Yeah, I know -- Carl says keep the bar parallel. But the bar is attached to your upper arms, so your elbows will determine whether it's level or not -- even if your shoulders tilt. Just clasp your hands and hold both arms straight out in front of you, then bend one elbow and let the other arm move to that side so your hands stay at the same height. I don't care where you clipped that bar on your upper arm, it ain't parallel to the ground now! Carl's student Mike has both of his elbows bent all the time, so he has to move in the way Carl shows with both of his shoulders pretty level.

But if you're keeping one arm straight (as most players do), your shoulders can be tilted a little downward at the top of the backswing -- which Carl says in another video is bad -- and a line between your elbows would still be level.

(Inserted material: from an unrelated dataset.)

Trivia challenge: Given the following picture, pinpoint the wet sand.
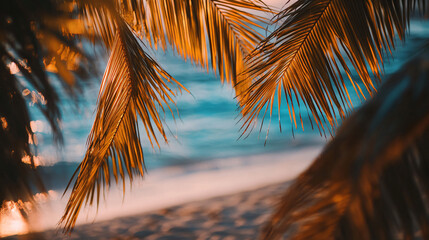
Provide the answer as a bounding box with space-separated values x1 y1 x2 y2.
5 181 290 240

I point this out because this is the kind of thing that confuses us when we listen to differing teachers. Carl assumes a backswing with the elbows bent, where many teachers assume one elbow is straight. (I dare you to find a straight arm at the top of the backswing in these video lessons!) Focus on the elbow position, and Carl is teaching the same thing as other teachers.

Anyway, here's the five points we want to compare when we look at J.B.'s swing:
  1. 76% of your speed comes from your wrist cock and another 11% comes from your elbow movement.
  2. The majority of your range of motion comes from your spine and upper body.
  3. The power triangle is how you "keep your arms in front of you" and basically just return to your setup position when you hit the ball.
  4. To make your downswing, you turn your shoulders back to your setup position, which pulls your arms and hands down to your back leg, and then you drive your legs.
  5. To hit the ball solidly, you want to keep your elbows parallel to the ground throughout the swing.
Tomorrow we'll see how slugger J.B. Holmes compares to these points.

3 comments:

  1. Ok - the English teacher in me kicked in - Carl says that power comes from cocking the wrists. (10 point deduction) (1) you don't hit the ball with the backswing, so (2) the power is coming from the UNcocking of the wrist. (it's not the fall that kills you - it's the sudden stop at the end) :-)

    I actually have a Perfect Connexion. It's a pretty solid tool, but you have to be careful not to get into a couple of potentially really nasty habits. With the arms tied together like that, it's easy to stop rolling the arms through and start pushing the ball. The other one I had to be conscious of is flipping the hands at the bottom. It's not a huge flip, but the hands will instinctively try to kick in to generate speed.

    Used correctly, it's a terriffic tool.

    ReplyDelete
  2. Point noted. I make that mistake a lot, but defend myself by saying you can't uncock what you don't cock. That's my story and I'm sticking to it. ;-)

    About that pushing/flipping motion... I wonder if it's supposed to do that? Since Carl makes a big deal about keeping the chest moving, I can see where you would do that if you stopped your rotation early. That would be an clear cue that you stopped turning your chest too soon.

    ReplyDelete
  3. Exactly - and it's also a good reminder when you need to work on your flexibility.